Pungiglione di morte è il peccato. ( 1 Cor 15,53-56 )
Quanto alla menzogna dunque, o la si evita comportandoci rettamente, o la si confessa e ci si pente.
Né deve succedere che la si faccia proliferare rendendo miserabile la nostra vita e, tanto meno, che la si moltiplichi insegnandola ad altri.
Se qualcuno ritiene lecito mentire quando si tratta di soccorrere il prossimo in pericolo per la salute tanto fisica che spirituale, scelga pure qualsiasi tipo di menzogna; ma che almeno anche costoro ci concedano che per nessun motivo si può giungere fino allo spergiuro e alla bestemmia, delitti che riteniamo più gravi o certo non più leggeri della violenza carnale.
Bisogna infatti tener presente che spessissimo gli uomini esigono il giuramento dalle loro mogli, che sospettano cadute nell'adulterio: una cosa che non farebbero di sicuro se non fossero persuasi che chi non ha temuto di commettere l'adulterio potrebbe invece aver paura di cadere nello spergiuro.

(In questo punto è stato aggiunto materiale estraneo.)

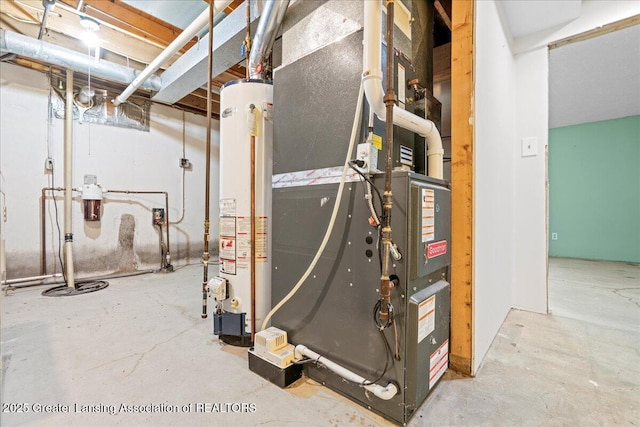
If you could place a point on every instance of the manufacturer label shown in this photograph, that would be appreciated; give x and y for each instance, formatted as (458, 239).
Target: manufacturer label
(426, 317)
(436, 249)
(438, 363)
(428, 215)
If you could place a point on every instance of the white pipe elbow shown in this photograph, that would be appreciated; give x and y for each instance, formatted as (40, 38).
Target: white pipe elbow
(384, 393)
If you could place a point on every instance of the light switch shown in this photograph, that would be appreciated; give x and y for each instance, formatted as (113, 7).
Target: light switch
(529, 147)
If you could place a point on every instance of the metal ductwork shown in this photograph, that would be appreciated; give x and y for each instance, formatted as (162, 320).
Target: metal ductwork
(270, 21)
(14, 43)
(188, 33)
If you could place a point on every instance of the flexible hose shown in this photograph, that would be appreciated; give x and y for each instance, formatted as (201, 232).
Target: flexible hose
(334, 215)
(370, 204)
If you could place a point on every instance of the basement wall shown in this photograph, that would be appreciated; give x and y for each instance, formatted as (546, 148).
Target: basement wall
(595, 218)
(122, 159)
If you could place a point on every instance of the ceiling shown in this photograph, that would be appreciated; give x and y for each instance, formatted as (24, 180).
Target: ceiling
(525, 17)
(135, 32)
(595, 79)
(131, 32)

In effetti, ci sono state delle donne disoneste che non esitarono ad ingannare i loro mariti concedendosi relazioni illecite, ma di fronte agli stessi mariti gabbati ebbero timore di prendere Dio a testimone della falsità.
Ci sarà dunque motivo per cui un uomo casto e religioso ricuserà di commettere l'adulterio, ritenuto necessario per battezzare una persona, mentre vorrà ricorrere allo spergiuro, cosa di cui gli stessi adulteri hanno paura?
E se è delitto fare una cosa per cui si debba ricorrere allo spergiuro, non lo sarà di più se si dovesse giungere alla bestemmia?
Non sia mai dunque che un cristiano rinneghi Cristo e lo bestemmi per poter fare cristiana una qualche persona.
Non sia mai che qualcuno, per ritrovare chi è perduto, vada in perdizione lui stesso.
Che se poi desse a lui insegnamenti come questi, manderà in perdizione anche colui che ha trovato.
Pertanto, è tuo dovere confutare e distruggere il libro intitolato Libra, ben sapendo che come primo passo bisogna tagliare quella testa in forza della quale gli eretici sentenziano che si deve mentire quando occorre per nascondere la propria religione.
Quanto poi a quei testi dei libri santi che essi tentano di sfruttare a sostegno della menzogna, tu devi dimostrare che alcuni non sono menzogne, mentre di altri, che lo fossero, devi dire che non li si deve imitare.
E se, finalmente, l'umana fragilità giungesse ad avanzare la pretesa che le siano permesse cose che la verità disapprova, tu ad ogni modo devi ritenere e difendere con incrollabile fortezza che quando si tratta di materia religiosa mai e in nessun modo è lecito ricorrere alla menzogna.
Riguardo poi agli eretici occulti, non li dobbiamo ricercare servendoci della menzogna per il fatto che essi sono mentitori, né per mezzo della bestemmia per il fatto che sono blasfemi, come non si possono indagare gli adulteri commettendo adultéri, né gli omicidi commettendo omicidi, né gli stregoni ricorrendo a malefizi.
Tutto questo, in conformità con gli argomenti che abbiamo esposti nel presente volume.
I quali sono stati tanti da render difficile arrivare alla fine dell'opera; ma noi, come programmato, finiamo qui.